Earlier this week, farming and some conservation groups announced that they had come to a deal to link eligibility for crop insurance premium subsidies to compliance with conservation measures. In return, in one of the great sell-outs in modern times, the conservation groups agreed not to push for payment limits or means testing on farm subsidies.
But it seems that the new link between conservation and government support for crop insurance has angered the House Agriculture Committee Chairman, Frank Lucas. From the DTN Ag Policy Blog yesterday:
Lucas, a Republican from Oklahoma, told DTN off the House floor Wednesday that he has a philosophical problem with various lobby groups "tying strings to how farmers farm" and dictating terms to producers when the farm bill is supposed to be about raising food and fiber.
"My perspective has always been, very sincerely, if a farm bill is about raising food --- and I know 80% of it now is about making sure people have enough to eat, helping them buy their food --- but if it is about raising food, farmers should have the tools to raise the food and fiber," Lucas said. "And if you engage in whole series of things, such as you can't get crop insurance unless you plant in a certain way, on a certain day, in a certain direction, or you can't access a variety of other programs, then we aren't having a farm bill that helps farmers raise food and fiber, but we have a social tool here that's used to direct how farmers use their lives and conduct their business." [emphasis added]
You'll excuse me if I am having trouble summoning much sympathy for your special interest friends, Mr Lucas. It's just that I feel that having to accept inconvenient conditions should be expected when you suck at the government teat.
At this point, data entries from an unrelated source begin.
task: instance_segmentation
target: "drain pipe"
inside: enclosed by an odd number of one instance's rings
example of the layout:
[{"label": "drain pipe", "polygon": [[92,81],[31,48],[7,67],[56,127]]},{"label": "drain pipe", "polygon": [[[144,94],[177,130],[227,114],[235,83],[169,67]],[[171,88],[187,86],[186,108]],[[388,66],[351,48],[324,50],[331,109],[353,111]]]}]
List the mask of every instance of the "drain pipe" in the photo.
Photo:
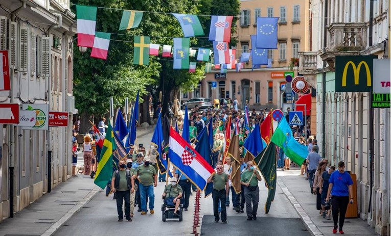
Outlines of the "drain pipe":
[{"label": "drain pipe", "polygon": [[[326,47],[327,46],[327,14],[328,14],[328,0],[325,0],[325,18],[324,18],[324,27],[325,30],[323,32],[323,50],[324,51],[326,50]],[[323,61],[323,68],[325,68],[326,67],[327,62],[325,61]],[[326,72],[324,72],[322,73],[322,156],[323,158],[326,158],[325,156],[325,149],[326,149],[326,143],[325,142],[325,133],[326,133]]]}]

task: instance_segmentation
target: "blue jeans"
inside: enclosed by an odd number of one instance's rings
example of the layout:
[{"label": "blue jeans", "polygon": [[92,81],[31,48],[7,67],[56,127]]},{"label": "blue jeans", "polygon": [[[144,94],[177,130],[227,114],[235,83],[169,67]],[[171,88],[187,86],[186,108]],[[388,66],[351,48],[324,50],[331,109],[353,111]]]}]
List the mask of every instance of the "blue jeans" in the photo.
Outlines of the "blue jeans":
[{"label": "blue jeans", "polygon": [[144,186],[140,183],[139,185],[139,190],[140,191],[140,200],[141,201],[141,210],[147,212],[147,199],[146,197],[149,198],[149,209],[153,209],[153,204],[155,202],[155,195],[153,194],[153,185],[149,186]]},{"label": "blue jeans", "polygon": [[310,187],[312,188],[312,185],[314,183],[314,174],[316,170],[308,170],[308,180],[310,181]]}]

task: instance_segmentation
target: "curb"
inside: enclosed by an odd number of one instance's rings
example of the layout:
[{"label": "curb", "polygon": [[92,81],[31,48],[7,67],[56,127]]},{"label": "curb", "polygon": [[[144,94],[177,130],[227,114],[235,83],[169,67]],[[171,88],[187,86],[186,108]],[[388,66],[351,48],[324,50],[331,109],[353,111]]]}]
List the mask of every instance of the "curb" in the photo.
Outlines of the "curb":
[{"label": "curb", "polygon": [[57,231],[57,229],[63,225],[68,220],[81,211],[82,209],[83,209],[83,207],[89,202],[91,199],[92,199],[101,189],[102,189],[98,186],[94,188],[87,194],[87,195],[86,195],[85,197],[84,197],[84,198],[81,199],[75,206],[68,211],[64,216],[60,218],[57,222],[55,223],[50,228],[41,234],[41,236],[51,236],[53,235],[53,234]]},{"label": "curb", "polygon": [[304,209],[303,208],[300,203],[298,203],[293,194],[289,191],[288,188],[285,186],[283,181],[277,179],[277,183],[284,192],[284,194],[289,200],[290,203],[293,206],[293,208],[294,208],[294,209],[296,210],[296,212],[299,216],[300,216],[303,223],[304,223],[304,225],[305,225],[307,229],[311,233],[311,235],[312,236],[323,236],[323,233],[316,227],[316,225],[315,225],[313,221],[312,221],[307,213],[304,211]]}]

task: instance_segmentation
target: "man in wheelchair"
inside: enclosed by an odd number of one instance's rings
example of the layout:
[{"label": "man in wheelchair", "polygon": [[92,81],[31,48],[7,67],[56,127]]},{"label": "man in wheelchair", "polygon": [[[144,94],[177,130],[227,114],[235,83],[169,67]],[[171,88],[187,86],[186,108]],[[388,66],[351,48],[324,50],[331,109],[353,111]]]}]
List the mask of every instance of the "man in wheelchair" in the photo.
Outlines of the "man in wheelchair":
[{"label": "man in wheelchair", "polygon": [[164,203],[167,207],[175,207],[174,216],[177,216],[180,214],[178,211],[180,200],[182,197],[182,188],[177,183],[177,179],[175,177],[171,178],[170,183],[166,186],[162,197]]}]

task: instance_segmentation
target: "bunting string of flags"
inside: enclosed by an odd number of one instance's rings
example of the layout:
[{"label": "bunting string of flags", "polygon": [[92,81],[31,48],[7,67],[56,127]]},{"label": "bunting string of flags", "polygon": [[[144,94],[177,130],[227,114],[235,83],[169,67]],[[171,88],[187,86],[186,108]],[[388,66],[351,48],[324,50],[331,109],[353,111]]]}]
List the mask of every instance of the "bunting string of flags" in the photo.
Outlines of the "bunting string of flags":
[{"label": "bunting string of flags", "polygon": [[[125,41],[110,39],[111,34],[122,34],[96,32],[97,8],[110,9],[76,5],[78,46],[91,48],[91,57],[106,60],[110,40]],[[119,25],[119,30],[129,30],[139,27],[143,19],[144,13],[172,14],[181,26],[185,38],[174,38],[173,50],[172,46],[163,45],[162,57],[173,58],[173,69],[189,69],[190,73],[195,72],[196,62],[190,62],[190,57],[197,55],[196,61],[207,62],[205,72],[211,72],[212,67],[220,69],[221,73],[227,69],[236,69],[240,72],[244,67],[244,63],[252,58],[252,69],[259,68],[261,65],[271,66],[271,59],[267,58],[267,49],[277,49],[278,44],[277,29],[278,17],[257,17],[257,34],[251,36],[251,49],[250,53],[243,52],[237,60],[236,49],[229,49],[231,26],[233,16],[206,16],[211,17],[210,33],[208,38],[212,41],[213,50],[200,47],[198,50],[190,47],[189,37],[204,35],[198,16],[201,15],[177,14],[129,10],[123,10],[123,15]],[[123,35],[131,36],[128,34]],[[153,37],[153,38],[159,37]],[[170,38],[170,37],[167,37]],[[151,43],[151,37],[134,36],[134,65],[148,65],[149,56],[158,56],[160,44]],[[126,41],[132,42],[131,41]],[[206,45],[210,46],[210,45]],[[210,58],[212,57],[213,63]]]}]

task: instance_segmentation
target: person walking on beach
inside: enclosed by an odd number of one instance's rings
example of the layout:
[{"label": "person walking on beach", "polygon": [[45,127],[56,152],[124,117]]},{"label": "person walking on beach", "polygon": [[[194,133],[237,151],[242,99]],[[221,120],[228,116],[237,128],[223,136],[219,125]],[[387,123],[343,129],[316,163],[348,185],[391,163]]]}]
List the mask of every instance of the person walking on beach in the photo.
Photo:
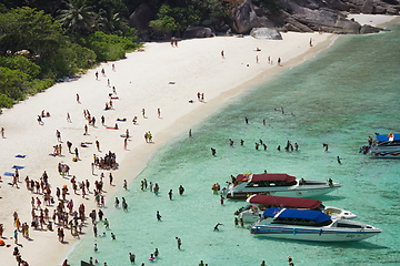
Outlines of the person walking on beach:
[{"label": "person walking on beach", "polygon": [[324,147],[324,152],[328,152],[328,144],[323,143],[322,146]]},{"label": "person walking on beach", "polygon": [[131,264],[134,264],[134,254],[129,253],[129,260],[131,262]]},{"label": "person walking on beach", "polygon": [[177,236],[177,244],[178,244],[178,249],[180,250],[180,246],[182,245],[182,241]]},{"label": "person walking on beach", "polygon": [[179,186],[179,195],[183,195],[184,188],[182,185]]},{"label": "person walking on beach", "polygon": [[161,222],[161,215],[160,215],[159,211],[157,211],[156,217],[157,217],[157,221]]},{"label": "person walking on beach", "polygon": [[99,142],[99,140],[96,140],[96,147],[98,149],[98,152],[100,152],[100,142]]},{"label": "person walking on beach", "polygon": [[110,185],[112,186],[112,180],[113,180],[113,177],[112,177],[112,174],[111,174],[111,173],[109,174],[109,180],[110,180]]},{"label": "person walking on beach", "polygon": [[14,231],[14,243],[16,243],[16,245],[18,244],[18,232],[17,232],[17,229]]},{"label": "person walking on beach", "polygon": [[216,226],[214,226],[214,231],[219,231],[218,226],[220,226],[220,225],[223,225],[223,224],[221,224],[221,223],[218,222],[218,223],[216,224]]},{"label": "person walking on beach", "polygon": [[71,116],[69,115],[69,113],[67,113],[67,122],[72,123],[72,121],[71,121]]},{"label": "person walking on beach", "polygon": [[116,197],[114,206],[116,206],[116,208],[119,207],[119,200],[118,200],[118,197]]},{"label": "person walking on beach", "polygon": [[38,115],[38,123],[39,123],[39,125],[43,125],[43,124],[44,124],[43,121],[41,120],[41,116],[40,116],[40,115]]},{"label": "person walking on beach", "polygon": [[59,130],[56,131],[57,141],[61,142],[61,132]]}]

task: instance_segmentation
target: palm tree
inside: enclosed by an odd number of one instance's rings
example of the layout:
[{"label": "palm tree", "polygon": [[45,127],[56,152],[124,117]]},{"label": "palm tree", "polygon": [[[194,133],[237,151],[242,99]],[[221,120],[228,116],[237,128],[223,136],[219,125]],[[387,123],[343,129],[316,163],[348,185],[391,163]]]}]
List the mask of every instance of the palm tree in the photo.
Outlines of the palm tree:
[{"label": "palm tree", "polygon": [[94,17],[86,0],[69,0],[66,9],[60,11],[58,21],[72,34],[88,34],[94,28]]},{"label": "palm tree", "polygon": [[128,27],[128,23],[120,17],[120,13],[100,9],[99,14],[98,25],[103,32],[122,35],[122,30]]}]

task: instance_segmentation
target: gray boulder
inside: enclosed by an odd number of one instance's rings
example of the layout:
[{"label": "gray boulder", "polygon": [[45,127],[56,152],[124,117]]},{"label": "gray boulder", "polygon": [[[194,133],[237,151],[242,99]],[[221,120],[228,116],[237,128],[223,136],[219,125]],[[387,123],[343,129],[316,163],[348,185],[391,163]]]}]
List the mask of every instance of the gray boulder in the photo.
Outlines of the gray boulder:
[{"label": "gray boulder", "polygon": [[377,33],[380,32],[383,29],[377,28],[377,27],[372,27],[369,24],[363,24],[360,29],[360,33],[361,34],[368,34],[368,33]]},{"label": "gray boulder", "polygon": [[[302,30],[306,27],[312,31],[322,28],[328,32],[357,34],[361,28],[358,22],[346,19],[320,0],[279,0],[279,6],[284,10],[287,23],[301,31],[306,31]],[[286,28],[289,28],[288,24]]]},{"label": "gray boulder", "polygon": [[342,2],[340,0],[327,0],[327,3],[332,7],[333,9],[340,10],[340,11],[349,11],[350,7],[348,3]]},{"label": "gray boulder", "polygon": [[189,25],[183,33],[184,39],[212,37],[210,28]]},{"label": "gray boulder", "polygon": [[373,0],[366,0],[361,8],[362,13],[372,13],[373,12]]},{"label": "gray boulder", "polygon": [[250,35],[256,39],[282,40],[282,35],[279,31],[269,28],[253,28],[250,31]]},{"label": "gray boulder", "polygon": [[251,0],[244,0],[238,8],[232,9],[230,20],[232,30],[240,34],[249,33],[252,28],[274,27],[264,9],[254,6]]},{"label": "gray boulder", "polygon": [[149,6],[142,3],[129,16],[129,25],[138,31],[138,35],[148,34],[149,22],[153,19],[154,14]]}]

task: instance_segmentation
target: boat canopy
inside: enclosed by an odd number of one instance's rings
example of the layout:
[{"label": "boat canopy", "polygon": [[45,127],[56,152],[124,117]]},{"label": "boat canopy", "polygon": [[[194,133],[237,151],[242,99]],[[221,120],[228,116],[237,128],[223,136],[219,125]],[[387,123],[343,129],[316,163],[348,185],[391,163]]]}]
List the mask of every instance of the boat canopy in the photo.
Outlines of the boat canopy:
[{"label": "boat canopy", "polygon": [[251,182],[260,182],[260,181],[281,181],[284,183],[291,183],[296,181],[294,176],[288,175],[288,174],[253,174],[251,176]]},{"label": "boat canopy", "polygon": [[238,174],[237,181],[238,182],[248,182],[250,177],[250,174]]},{"label": "boat canopy", "polygon": [[262,204],[269,206],[297,207],[297,208],[317,208],[322,202],[300,197],[281,197],[270,195],[252,195],[247,200],[251,204]]},{"label": "boat canopy", "polygon": [[[378,142],[388,142],[389,141],[389,134],[384,134],[384,135],[379,135],[377,134],[377,141]],[[393,140],[392,141],[400,141],[400,134],[392,134]]]},{"label": "boat canopy", "polygon": [[[263,216],[267,217],[274,217],[281,208],[269,208],[263,213]],[[279,214],[279,218],[289,218],[289,219],[308,219],[312,221],[316,224],[323,223],[331,218],[330,215],[324,214],[319,211],[311,211],[311,209],[296,209],[296,208],[284,208],[283,212]]]}]

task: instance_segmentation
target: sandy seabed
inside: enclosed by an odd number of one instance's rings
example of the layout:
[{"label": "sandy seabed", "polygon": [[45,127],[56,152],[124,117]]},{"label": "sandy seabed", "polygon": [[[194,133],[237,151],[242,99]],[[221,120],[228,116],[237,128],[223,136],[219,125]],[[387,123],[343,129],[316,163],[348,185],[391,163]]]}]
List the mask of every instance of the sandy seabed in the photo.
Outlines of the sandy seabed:
[{"label": "sandy seabed", "polygon": [[[360,23],[386,27],[398,20],[397,17],[386,16],[352,18]],[[38,196],[43,202],[42,195],[27,190],[23,182],[27,175],[40,181],[47,171],[52,196],[57,200],[56,187],[67,185],[70,192],[67,198],[73,200],[76,208],[84,203],[88,214],[96,207],[93,194],[90,193],[84,200],[80,191],[79,195],[73,195],[70,185],[72,175],[77,176],[78,182],[89,180],[92,192],[94,181],[99,181],[103,172],[106,202],[111,201],[112,195],[122,190],[123,178],[129,176],[128,183],[132,182],[151,155],[169,140],[189,131],[202,119],[234,100],[234,96],[312,58],[328,48],[336,35],[289,32],[282,33],[282,38],[279,41],[257,40],[252,37],[193,39],[179,41],[178,48],[172,48],[169,42],[144,43],[143,51],[129,53],[124,60],[102,63],[77,80],[58,83],[10,110],[3,110],[0,115],[0,127],[4,127],[4,139],[0,140],[0,224],[6,228],[2,239],[11,246],[0,247],[0,265],[16,264],[12,255],[16,246],[13,212],[19,214],[21,223],[28,222],[30,225],[31,197]],[[272,64],[268,63],[268,57]],[[278,58],[281,59],[280,65]],[[102,69],[106,76],[101,74]],[[99,72],[98,80],[96,72]],[[112,86],[117,94],[112,92]],[[203,93],[203,101],[198,101],[198,92]],[[77,102],[77,93],[80,103]],[[119,99],[112,100],[113,109],[106,111],[110,93]],[[190,103],[190,100],[193,102]],[[142,109],[146,110],[144,117]],[[161,111],[160,117],[158,109]],[[37,117],[42,110],[49,112],[50,116],[43,119],[43,125],[39,125]],[[89,125],[87,135],[83,135],[87,124],[83,110],[89,110],[97,121],[96,126]],[[67,113],[71,122],[67,121]],[[101,125],[102,115],[106,119],[104,126]],[[133,116],[138,116],[136,125],[132,123]],[[119,130],[106,129],[106,125],[114,126],[116,123]],[[61,142],[56,137],[57,130],[61,133]],[[127,130],[130,139],[124,150],[124,139],[120,135]],[[152,143],[144,141],[143,135],[148,131],[153,135]],[[101,152],[94,145],[96,140],[100,142]],[[68,152],[67,141],[72,142],[72,150],[78,147],[78,162],[72,162],[74,155]],[[81,147],[82,142],[93,144]],[[62,145],[61,156],[49,155],[53,153],[56,144]],[[103,157],[109,151],[117,154],[118,170],[96,168],[92,175],[93,154]],[[26,157],[16,157],[18,154]],[[70,176],[63,178],[59,175],[57,166],[60,162],[70,166]],[[12,177],[3,175],[6,172],[13,173],[13,165],[24,167],[19,172],[19,188],[9,185]],[[110,172],[114,176],[113,186],[108,181]],[[54,206],[48,207],[50,215]],[[88,228],[90,226],[86,227],[86,232]],[[29,239],[23,238],[21,233],[18,237],[22,259],[29,265],[60,265],[78,241],[68,229],[63,244],[58,241],[57,229],[49,232],[30,228]]]}]

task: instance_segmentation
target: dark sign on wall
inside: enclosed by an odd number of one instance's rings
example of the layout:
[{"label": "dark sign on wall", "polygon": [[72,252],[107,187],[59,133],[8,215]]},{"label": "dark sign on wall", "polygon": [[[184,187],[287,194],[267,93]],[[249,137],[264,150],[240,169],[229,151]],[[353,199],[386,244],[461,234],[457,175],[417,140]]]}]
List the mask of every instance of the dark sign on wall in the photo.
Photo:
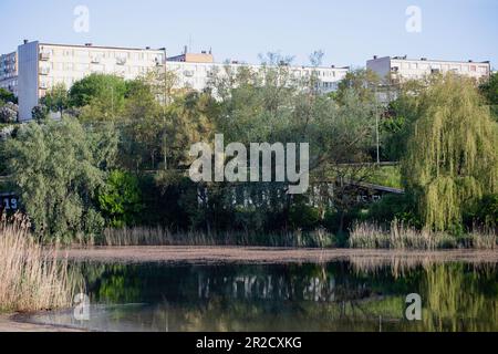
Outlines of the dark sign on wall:
[{"label": "dark sign on wall", "polygon": [[19,198],[13,192],[0,192],[0,214],[13,212],[19,208]]}]

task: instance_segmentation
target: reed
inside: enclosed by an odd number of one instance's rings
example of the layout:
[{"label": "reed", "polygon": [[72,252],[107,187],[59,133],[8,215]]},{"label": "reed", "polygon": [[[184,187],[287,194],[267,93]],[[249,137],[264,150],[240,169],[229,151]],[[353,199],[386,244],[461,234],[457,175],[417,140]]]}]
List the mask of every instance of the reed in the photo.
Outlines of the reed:
[{"label": "reed", "polygon": [[162,227],[106,229],[102,246],[266,246],[266,247],[329,247],[333,235],[323,229],[310,232],[282,231],[177,231]]},{"label": "reed", "polygon": [[0,216],[0,311],[28,312],[71,305],[77,284],[56,247],[42,247],[27,218]]},{"label": "reed", "polygon": [[497,235],[492,230],[474,230],[464,237],[454,237],[446,232],[434,232],[427,229],[417,230],[394,220],[388,228],[376,223],[357,222],[350,231],[351,248],[370,249],[485,249],[497,248]]}]

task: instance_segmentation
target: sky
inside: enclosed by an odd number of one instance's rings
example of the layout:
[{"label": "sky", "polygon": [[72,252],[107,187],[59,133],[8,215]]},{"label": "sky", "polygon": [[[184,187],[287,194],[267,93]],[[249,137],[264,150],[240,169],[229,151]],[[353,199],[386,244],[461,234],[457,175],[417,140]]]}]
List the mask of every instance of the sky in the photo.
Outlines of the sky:
[{"label": "sky", "polygon": [[[79,6],[89,11],[87,32],[74,14]],[[406,13],[412,6],[419,17]],[[498,0],[0,0],[0,53],[29,39],[166,48],[168,55],[189,45],[212,49],[218,62],[258,63],[259,54],[279,52],[308,64],[321,50],[323,65],[408,55],[498,67]],[[415,23],[409,31],[407,22]]]}]

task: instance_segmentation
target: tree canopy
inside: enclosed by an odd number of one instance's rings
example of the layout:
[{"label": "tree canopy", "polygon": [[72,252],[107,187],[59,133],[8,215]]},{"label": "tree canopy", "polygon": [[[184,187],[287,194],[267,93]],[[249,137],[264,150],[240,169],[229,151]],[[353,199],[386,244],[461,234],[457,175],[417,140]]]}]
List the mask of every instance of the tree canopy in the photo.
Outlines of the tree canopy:
[{"label": "tree canopy", "polygon": [[426,227],[447,230],[498,190],[497,125],[469,79],[443,76],[418,100],[403,176]]}]

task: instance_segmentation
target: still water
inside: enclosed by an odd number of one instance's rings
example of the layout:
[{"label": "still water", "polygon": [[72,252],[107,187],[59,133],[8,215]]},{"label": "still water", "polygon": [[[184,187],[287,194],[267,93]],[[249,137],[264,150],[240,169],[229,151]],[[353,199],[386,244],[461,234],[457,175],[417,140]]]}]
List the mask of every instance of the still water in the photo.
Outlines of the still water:
[{"label": "still water", "polygon": [[[497,264],[81,263],[90,320],[31,322],[95,331],[498,331]],[[406,296],[422,320],[405,317]]]}]

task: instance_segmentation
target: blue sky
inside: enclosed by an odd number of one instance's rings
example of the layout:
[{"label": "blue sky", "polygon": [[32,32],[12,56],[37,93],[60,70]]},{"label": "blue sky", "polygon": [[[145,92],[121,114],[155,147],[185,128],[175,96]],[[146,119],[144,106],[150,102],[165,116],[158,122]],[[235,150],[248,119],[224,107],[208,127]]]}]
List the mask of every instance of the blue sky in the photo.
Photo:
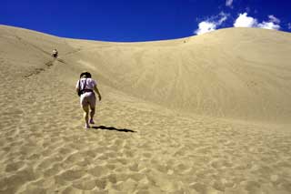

The Farm Bill was designed as a social tool, and you and your colleagues over the years have added more "social tools" like food stamps, environmental programs and energy subsidies in order to secure sufficient votes for your pork. Complaining now that all these other people are ruining your party is, to say the least, a bit rich.
If farmers don't want to be directed on "how [they] use their lives and conduct their business," then I suggest they start sending their cheques back. Ending farm programs will truly Free the Farm.